Home

Table of Contents Introduction Setup / Installation External Dependencies MACS 1.4 MACS2 SPP IDR SJM R MySQL-Python SAMTools Globals.conf Fields Control Locking ChIP-seq Pipeline Database Table Adding Genomes Running Pipeline Configuration Files control.conf sample.conf pipeline.py options Parameters MACS MACS2 SPP PeakSeq IDR Cross-Correlation Results Description of Result Files [RunName]_conservative_narrowPeak.bed [RunName]_optimal_narrowPeak.bed full_report.txt rep_stats idr_results.txt pbc_results.txt spp_stats.txt idr/ RepN/ RepN_PR1/ and RepN_PR2/ Future Directions / Wish List

Introduction

The ChIPSeqPipeline (https://github.com/StanfordBioInformatics/Scoring/wiki/Pipeline-Overview) was created to provide a standardized way to analyze ChIPSeq experiments in a high-throughput environment. It was developed as part of the ENCODE project and follows the standards for that project. A fuller discussion of the ENCODE standards for ChIPSeq can be found in the paper ChIP-seq guidelines and practices of the ENCODE and modENCODE consortia. S. Landt, G. Marinov, A. Kundaje et al. (2012). Genome Research 22: 1813-31.

The pipeline was designed to run on a HPC cluster using Sun Grid Engine. Other setups may work, but will require some interpretations of the created job files.

Setup / Installation

External Dependencies

Most of the external software dependencies are related to the actual peak callers.
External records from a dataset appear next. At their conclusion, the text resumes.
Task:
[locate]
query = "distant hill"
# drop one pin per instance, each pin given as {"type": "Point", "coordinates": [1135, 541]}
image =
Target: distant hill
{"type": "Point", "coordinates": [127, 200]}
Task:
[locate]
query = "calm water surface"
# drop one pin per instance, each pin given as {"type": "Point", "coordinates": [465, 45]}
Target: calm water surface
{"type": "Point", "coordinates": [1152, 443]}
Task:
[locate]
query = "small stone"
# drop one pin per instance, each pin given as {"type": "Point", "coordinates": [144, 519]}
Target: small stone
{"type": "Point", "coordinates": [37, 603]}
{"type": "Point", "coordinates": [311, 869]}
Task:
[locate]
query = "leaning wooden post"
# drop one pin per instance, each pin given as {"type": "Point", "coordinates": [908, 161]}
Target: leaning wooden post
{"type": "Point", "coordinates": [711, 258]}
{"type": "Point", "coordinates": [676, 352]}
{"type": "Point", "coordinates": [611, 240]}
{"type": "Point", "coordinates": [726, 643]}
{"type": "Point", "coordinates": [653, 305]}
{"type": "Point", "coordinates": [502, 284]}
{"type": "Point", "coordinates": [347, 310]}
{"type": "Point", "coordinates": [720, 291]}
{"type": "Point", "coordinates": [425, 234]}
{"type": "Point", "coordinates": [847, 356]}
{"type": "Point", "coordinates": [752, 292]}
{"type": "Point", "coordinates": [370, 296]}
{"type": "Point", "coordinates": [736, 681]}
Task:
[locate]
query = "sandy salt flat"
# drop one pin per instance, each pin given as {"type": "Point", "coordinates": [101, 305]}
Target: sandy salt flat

The pipeline supports SPP, MACS1.4, MACS2 and PeakSeq out of the box. SPP is recommended for ideal IDR results, but both versions of MACS should work. PeakSeq IDR support is weak due to it not reporting enough noise, so is included mainly for legacy support. Highly recommend using unfiltered PeakSeq results and applying external filtering. (i.e. using a q-value cutoff)

MACS 1.4

Software can be downloaded at http://liulab.dfci.harvard.edu/MACS/Download

MACS2

Software is still under development and is not in a stable state, but can be downloaded at the MACS github: https://github.com/taoliu/MACS/downloads

SPP

We use a modified version of the official 1.10 SPP package found at http://code.google.com/p/phantompeakqualtools/ This package is required for cross-correlation analysis. (The pipeline will fail without this version of SPP installed)

IDR

Software can be downloaded at https://sites.google.com/site/anshulkundaje/projects/idr

SJM

sjm (Simple Job Manager) is required to submit jobs to a Sun Grid Engine cluster. If SGE isn't installed then a jobs file can be created describing the commands need to be run and their dependencies, but an external script will be required to interpret it.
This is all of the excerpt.